Song by Harry Styles
- Genre: Rock; pop;
- Songwriters: Harry Styles; Tyler Johnson; Mitch Rowland; Alex Saliban;

= Medicine (Harry Styles song) =

2018 song by Harry Styles

"Medicine" is an unreleased song by English singer-songwriter Harry Styles. It was first performed during Harry Styles: Live on Tour in Basel, Switzerland on 11 March 2018. Written with collaborators Tyler Johnson, Mitch Rowland, and Alex Saliban. Styles originally intended to include the song on his self-titled debut album, but discarded it because he felt it sounded too similar to other songs on the album. Styles said that the song did not appear on Fine Line or Harry's House because even though he finds it "very fun to play live", he feels that "sonically it's just not really where [he's] at anymore". Despite this, he has stated he is still open to possibly releasing it at a later date.

== Themes and lyrics ==
"Medicine" addresses themes of sexual fluidity and experimentation. The lyric, "The boys and the girls are in/I mess around with him/And I'm OK with it!" sparked extensive speculation about Styles' sexuality from both fans and critics. Fans dubbed "Medicine" a "bisexual anthem". Owen Myers from The Guardian called it "an important moment for some bisexual music lovers, unaccustomed to seeing their own experiences mirrored in arena-filling pop songs." The song has been seen by some critics as part of a wider trend of accepting bisexuality and expressions of sexual fluidity in popular music. Annie Lord from Dazed magazine noted the aesthetic similarities between the "electric blue and magenta pink lights" Styles uses for his performances of "Medicine" (dubbed bisexual lighting within the queer community) with the colour palette pansexual singer Janelle Monáe used in her video for "Make Me Feel".

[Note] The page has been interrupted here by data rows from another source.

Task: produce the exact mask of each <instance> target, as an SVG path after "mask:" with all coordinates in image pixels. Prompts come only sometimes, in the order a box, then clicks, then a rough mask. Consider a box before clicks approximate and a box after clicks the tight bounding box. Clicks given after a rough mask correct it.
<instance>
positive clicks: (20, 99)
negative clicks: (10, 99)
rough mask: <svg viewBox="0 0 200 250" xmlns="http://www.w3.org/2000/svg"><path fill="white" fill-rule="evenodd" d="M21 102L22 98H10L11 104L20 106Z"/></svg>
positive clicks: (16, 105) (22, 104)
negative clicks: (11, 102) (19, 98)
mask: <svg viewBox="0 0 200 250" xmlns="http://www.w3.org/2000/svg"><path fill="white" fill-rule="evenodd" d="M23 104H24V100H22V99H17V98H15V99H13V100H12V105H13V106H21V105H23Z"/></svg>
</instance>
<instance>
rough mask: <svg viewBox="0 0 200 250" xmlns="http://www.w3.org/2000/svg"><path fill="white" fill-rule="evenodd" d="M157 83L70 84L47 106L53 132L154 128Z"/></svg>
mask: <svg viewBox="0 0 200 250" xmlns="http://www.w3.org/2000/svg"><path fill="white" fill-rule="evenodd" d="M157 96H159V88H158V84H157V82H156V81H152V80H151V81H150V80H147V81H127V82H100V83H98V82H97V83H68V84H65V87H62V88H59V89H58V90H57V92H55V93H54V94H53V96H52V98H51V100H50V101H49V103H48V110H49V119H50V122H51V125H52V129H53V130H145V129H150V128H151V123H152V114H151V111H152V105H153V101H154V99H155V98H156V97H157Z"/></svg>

When noted in an interview with radio personality Howard Stern that fans seem to feel the song is "an anthem for fans who are thinking about coming out", Styles said, "It's definitely about feeling like there's a space where people feel safe enough to kind of share, have those big moments and share them with a room full of people."

== Notable appearances ==
Styles debuted Medicine in Basel, Switzerland on 11 March 2018. While it was common for Styles to play "Medicine" during Live on Tour in 2018, it is no longer a permanent feature of his set list. Styles played "Medicine" at his second night of Harryween Fancy Dress Party on 31 October 2021. He also played "Medicine" at his second night headlining Coachella. On 20 April 2022, the studio version of "Medicine" leaked online. Styles performed "Medicine" on select nights during his Love on Tour 2022 residency shows in New York; Austin; Chicago; LA; and North Little Rock, Arkansas; also in Brazil, on the last concert of the year, in São Paulo and New Zealand. Most recently Harry performed Medicine in Sydney, Australia on night 1 on 3 March 2023, Coventry, UK on 23 May 2023 and also in Edinburgh, Scotland on night 2 at Murrayfield Stadium (27 May 2023). He also played it in Paris, France on 2 June 2023, London, UK on 13th,16th and 17 June as well as in Düsseldorf, Germany on night 2 (28 June 2023) in Warsaw, Poland (2 July 2023), in Frankfurt, Germany (5 July 2023), in Barcelona, Spain (12 July 2023), in Madrid, Spain (14 July 2023), in Lisbon, Portugal (18 July 2023) and in Reggio Emilia, Italy (22 July 2023).

== Critical reception ==
Reviews of "Medicine" have been favourable. Rob Sheffield of Rolling Stone described "Medicine" as "a depraved, sex-crazed Stones-y rock & roll strut", "a song that fans light candles and pray for", and ranked it number 10 on his list of every Harry Styles song ever written. Lilly Pace of Billboard described the song as an "LGBTQ anthem", "a crowd favorite" and, prior to the release of Fine Line, said it was on her "wish list" for his second album. Melissa Ruggieri for The Atlanta Journal-Constitution said it was "a meaty rocker". David Lindquist from The Indianapolis Star called it "a raw-power ode to giving in to pleasure".